Add the rice to the pan and cook, stirring frequently for 1 minute. Add the wine and simmer another minute. Add the hot stock and the squid ink, and stir. Add the chopped parsley. Simmer over medium heat (do not stir the rice at this point), for about 15 minutes. It should then be tender.
Add squid and serve the dish with lemon wedges and alioli.

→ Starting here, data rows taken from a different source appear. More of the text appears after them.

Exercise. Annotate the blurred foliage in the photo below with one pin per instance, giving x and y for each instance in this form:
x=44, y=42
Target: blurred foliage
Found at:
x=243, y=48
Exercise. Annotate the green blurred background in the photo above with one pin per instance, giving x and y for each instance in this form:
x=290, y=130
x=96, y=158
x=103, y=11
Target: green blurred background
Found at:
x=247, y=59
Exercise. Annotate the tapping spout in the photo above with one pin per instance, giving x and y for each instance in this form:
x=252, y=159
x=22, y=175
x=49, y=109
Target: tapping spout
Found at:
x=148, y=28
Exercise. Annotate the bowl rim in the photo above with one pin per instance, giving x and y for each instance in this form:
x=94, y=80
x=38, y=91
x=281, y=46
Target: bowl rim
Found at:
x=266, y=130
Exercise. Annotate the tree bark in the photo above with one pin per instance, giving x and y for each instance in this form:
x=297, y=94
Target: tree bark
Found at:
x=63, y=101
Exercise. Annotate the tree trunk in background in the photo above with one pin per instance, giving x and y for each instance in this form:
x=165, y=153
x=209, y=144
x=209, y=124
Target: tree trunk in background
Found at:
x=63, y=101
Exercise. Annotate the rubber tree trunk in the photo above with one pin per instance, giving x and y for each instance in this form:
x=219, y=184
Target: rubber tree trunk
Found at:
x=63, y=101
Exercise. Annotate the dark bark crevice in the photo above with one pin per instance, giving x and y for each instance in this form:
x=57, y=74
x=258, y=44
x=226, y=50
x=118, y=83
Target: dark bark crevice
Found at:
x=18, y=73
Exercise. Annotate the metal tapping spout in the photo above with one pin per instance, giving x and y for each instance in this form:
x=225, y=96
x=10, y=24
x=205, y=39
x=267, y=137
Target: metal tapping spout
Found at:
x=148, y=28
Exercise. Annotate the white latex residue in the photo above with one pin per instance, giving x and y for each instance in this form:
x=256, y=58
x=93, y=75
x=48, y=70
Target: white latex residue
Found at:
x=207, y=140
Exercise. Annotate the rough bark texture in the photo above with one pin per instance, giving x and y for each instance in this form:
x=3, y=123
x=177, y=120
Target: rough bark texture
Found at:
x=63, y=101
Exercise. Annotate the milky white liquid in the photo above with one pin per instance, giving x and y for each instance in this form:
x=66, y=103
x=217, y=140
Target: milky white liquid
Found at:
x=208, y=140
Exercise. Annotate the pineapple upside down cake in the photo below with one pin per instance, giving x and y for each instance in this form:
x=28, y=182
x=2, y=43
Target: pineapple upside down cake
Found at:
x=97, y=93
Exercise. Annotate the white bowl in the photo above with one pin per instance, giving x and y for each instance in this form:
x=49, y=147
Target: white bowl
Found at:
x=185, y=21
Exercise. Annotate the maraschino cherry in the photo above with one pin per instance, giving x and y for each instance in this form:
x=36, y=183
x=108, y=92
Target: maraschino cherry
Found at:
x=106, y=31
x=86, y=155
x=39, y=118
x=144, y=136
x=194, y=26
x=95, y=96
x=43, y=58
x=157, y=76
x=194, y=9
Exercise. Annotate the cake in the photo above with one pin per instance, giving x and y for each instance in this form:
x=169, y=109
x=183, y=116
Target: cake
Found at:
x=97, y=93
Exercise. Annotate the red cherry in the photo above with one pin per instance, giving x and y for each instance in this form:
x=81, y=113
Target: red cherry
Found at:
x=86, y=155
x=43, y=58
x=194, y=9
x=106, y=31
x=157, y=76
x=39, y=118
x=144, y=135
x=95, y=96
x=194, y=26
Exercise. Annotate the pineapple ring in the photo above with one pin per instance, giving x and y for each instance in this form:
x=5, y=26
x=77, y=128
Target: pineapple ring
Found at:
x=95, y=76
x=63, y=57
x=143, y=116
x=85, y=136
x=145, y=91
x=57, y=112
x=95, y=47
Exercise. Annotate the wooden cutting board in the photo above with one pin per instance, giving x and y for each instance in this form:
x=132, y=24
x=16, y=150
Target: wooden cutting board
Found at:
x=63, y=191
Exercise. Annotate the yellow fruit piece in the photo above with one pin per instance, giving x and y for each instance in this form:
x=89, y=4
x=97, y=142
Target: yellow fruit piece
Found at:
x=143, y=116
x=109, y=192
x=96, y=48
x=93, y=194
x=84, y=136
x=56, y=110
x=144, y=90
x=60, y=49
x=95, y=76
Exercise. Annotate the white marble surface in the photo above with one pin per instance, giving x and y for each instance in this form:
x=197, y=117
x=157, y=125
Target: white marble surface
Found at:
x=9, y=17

A classic British cake often found on our UK picnics and, if not, it’s one you’re almost certain to come across in any of the cafes you’ll stop at en route! Suggested by legendary UK-based guide Steve Woods who always enjoys stopping off at his local Abbott Lodge Farm for a scone on our family bike skills tour in the Lake District.
350g self-raising flour
1/4 tsp salt
1 tsp baking powder
85g butter, cut into cubes
3 tbsp caster sugar
1 tsp vanilla extract
Squeeze of lemon juice
Beaten egg, to glaze
Butter or cream and jam to serve
Heat the oven to 200C/gas 7. Pop flour into a large bowl with salt and baking powder, mix together. Add butter cubes, then rub together until you have fine crumbs, stir in the sugar. Put milk into a jug and heat in a microwave for approx 30 seconds until warm but not hot! Add vanilla extract and lemon juice to this liquid and set aside.
Pop a biking tray in the oven to heat up.
Make a well in the dry mixture, then pour in liquid and combine with a cutlery knife – it should be quite a wet mixture!
Sprinkle some flour onto the work surface and tip the dough out onto it. Sprinkle some of the flour onto the mix and fold 3 times, roll it into round shape that’s approximately 4cm deep.
Take a cutter and dip in flour. Cut out your scones from the dough and brush the tops with beaten egg, pop onto a hot baking tray and bake for 10 minutes until golden on the top!
Once cooled on a rack they are ready to serve with lashings of your favourite accompaniment – we personally love them with all the works!